Letterman, que tem um filho de 12 anos, Harry, com sua mulher, Regina, disse que passa muito tempo pensando em que tipo de planeta o filho deles herdará.

Apesar de ter tentado adotar medidas ambientalmente responsáveis como comprar carros elétricos e instalar painéis solares em sua fazenda de mais de 1.090 hectares nas Rochosas, em Montana, Letterman perguntou: "Isso contribui com algo? Isso é bom ou sou apenas um idiota em um carro elétrico?"

Mas ao emprestar sua celebridade e curiosidade a "O Planeta em Perigo", Letterman sentiu que poderia ajudar a educar os telespectadores sobre um assunto com consequências duradouras.

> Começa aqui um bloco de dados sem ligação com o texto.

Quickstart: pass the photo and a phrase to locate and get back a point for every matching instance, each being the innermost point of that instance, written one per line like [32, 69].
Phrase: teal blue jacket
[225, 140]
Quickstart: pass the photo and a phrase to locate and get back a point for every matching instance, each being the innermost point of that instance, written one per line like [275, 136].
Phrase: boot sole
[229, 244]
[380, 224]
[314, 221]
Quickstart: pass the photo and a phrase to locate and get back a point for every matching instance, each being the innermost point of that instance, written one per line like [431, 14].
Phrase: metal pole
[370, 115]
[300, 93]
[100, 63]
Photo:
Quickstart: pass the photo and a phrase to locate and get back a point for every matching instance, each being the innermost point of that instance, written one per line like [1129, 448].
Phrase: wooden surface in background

"Quando meu filho pergunta, 'Você sabia que isso está acontecendo?'" ele disse, "estou plenamente preparado para dizer, 'sim, e isto é o que estamos fazendo'".

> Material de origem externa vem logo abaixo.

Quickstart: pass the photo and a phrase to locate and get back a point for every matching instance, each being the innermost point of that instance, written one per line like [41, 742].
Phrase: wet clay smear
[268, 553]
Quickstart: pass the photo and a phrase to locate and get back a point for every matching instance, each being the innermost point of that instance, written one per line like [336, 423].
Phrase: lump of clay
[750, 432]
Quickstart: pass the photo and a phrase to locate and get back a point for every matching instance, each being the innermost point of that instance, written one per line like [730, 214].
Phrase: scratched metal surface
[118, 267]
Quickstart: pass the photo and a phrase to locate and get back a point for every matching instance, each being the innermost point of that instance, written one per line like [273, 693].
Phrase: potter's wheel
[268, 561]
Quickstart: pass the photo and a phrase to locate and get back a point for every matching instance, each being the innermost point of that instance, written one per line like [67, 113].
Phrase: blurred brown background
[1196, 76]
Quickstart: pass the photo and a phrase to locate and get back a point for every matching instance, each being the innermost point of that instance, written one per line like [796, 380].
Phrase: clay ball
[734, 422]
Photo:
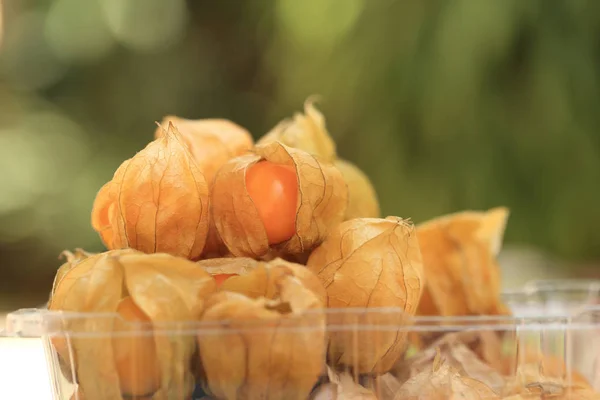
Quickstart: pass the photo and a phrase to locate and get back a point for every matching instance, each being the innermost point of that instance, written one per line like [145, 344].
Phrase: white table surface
[23, 370]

No início do ano, Letterman e uma equipe de produção voou ao Aeroporto Internacional Indira Gandhi em Nova Déli ("Por dois anos consecutivos, o aeroporto Nº1 do mundo", ele disse). Ele visitou a cidade e o Estado de Uttar Pradesh para ver pessoalmente como a população cada vez maior da Índia está lidando com a escassez de energia, tentando reduzir sua dependência de carvão e levar eletricidade a regiões que ainda não têm.

Há muitos momentos de humor, como quando Letterman visitou um alfaiate para tirar medidas para uma kurta; ele também realizou uma entrevista séria com o primeiro-ministro Narendra Modi (que mesmo assim terminou, fora das câmeras, com Letterman cumprimentando Modi por sua barba).

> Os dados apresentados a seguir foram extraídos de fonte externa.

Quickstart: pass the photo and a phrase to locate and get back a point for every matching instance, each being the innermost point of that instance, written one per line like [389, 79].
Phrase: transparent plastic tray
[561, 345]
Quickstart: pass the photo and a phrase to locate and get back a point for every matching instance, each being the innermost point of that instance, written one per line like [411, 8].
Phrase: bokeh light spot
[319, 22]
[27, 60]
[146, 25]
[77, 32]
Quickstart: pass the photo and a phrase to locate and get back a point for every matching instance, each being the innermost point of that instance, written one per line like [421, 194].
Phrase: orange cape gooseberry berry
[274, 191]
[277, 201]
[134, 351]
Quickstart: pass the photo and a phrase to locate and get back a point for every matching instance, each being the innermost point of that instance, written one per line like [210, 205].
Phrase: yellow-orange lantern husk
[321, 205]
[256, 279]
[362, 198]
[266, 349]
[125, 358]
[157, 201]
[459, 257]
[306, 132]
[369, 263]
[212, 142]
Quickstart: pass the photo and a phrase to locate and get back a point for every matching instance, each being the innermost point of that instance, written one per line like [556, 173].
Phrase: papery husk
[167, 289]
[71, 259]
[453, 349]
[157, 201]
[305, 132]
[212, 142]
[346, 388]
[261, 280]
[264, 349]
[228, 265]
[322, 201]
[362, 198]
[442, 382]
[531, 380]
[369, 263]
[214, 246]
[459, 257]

O que chamou a atenção de Letterman em sua viagem, todos esses meses depois, é quão completamente diferente a Índia é de qualquer coisa que experimentou nos Estados Unidos, e o que considera como sendo uma natureza fundamentalmente esperançosa do povo indiano que encontrou.

"Você fala sobre a energia de Nova York, mas a Índia faz Nova York parecer sonolenta", ele disse. "O primeiro dia foi muito deprimente. Você sente o cheiro do que poderia ser móveis queimando e isso nunca passa."

"Mas então", ele acrescentou, "um dia é estimulante. O que nunca parece ser abalado é o otimismo deles. O fato de haver 1,2 bilhão de pessoas é, para eles, um ativo, enquanto pensaríamos, oh meu Deus, o que vamos fazer?"

Agora que Letterman provou fazer televisão que visa educar um público em massa sobre assuntos sérios, ele disse que seria algo que gostaria de fazer mais, apesar de não saber ao certo que formato teria.

"Eu fico me dizendo, nossa, acho que ainda posso fazer algo", ele disse. "Quero aquela epifania que outros tiveram. É a mesma epifania que tive sobre querer fazer um programa de televisão quanto tinha, tipo, 17 anos. Eu sabia exatamente o que queria fazer e invejo as pessoas que, em atividades humanitárias, tiveram essa realização."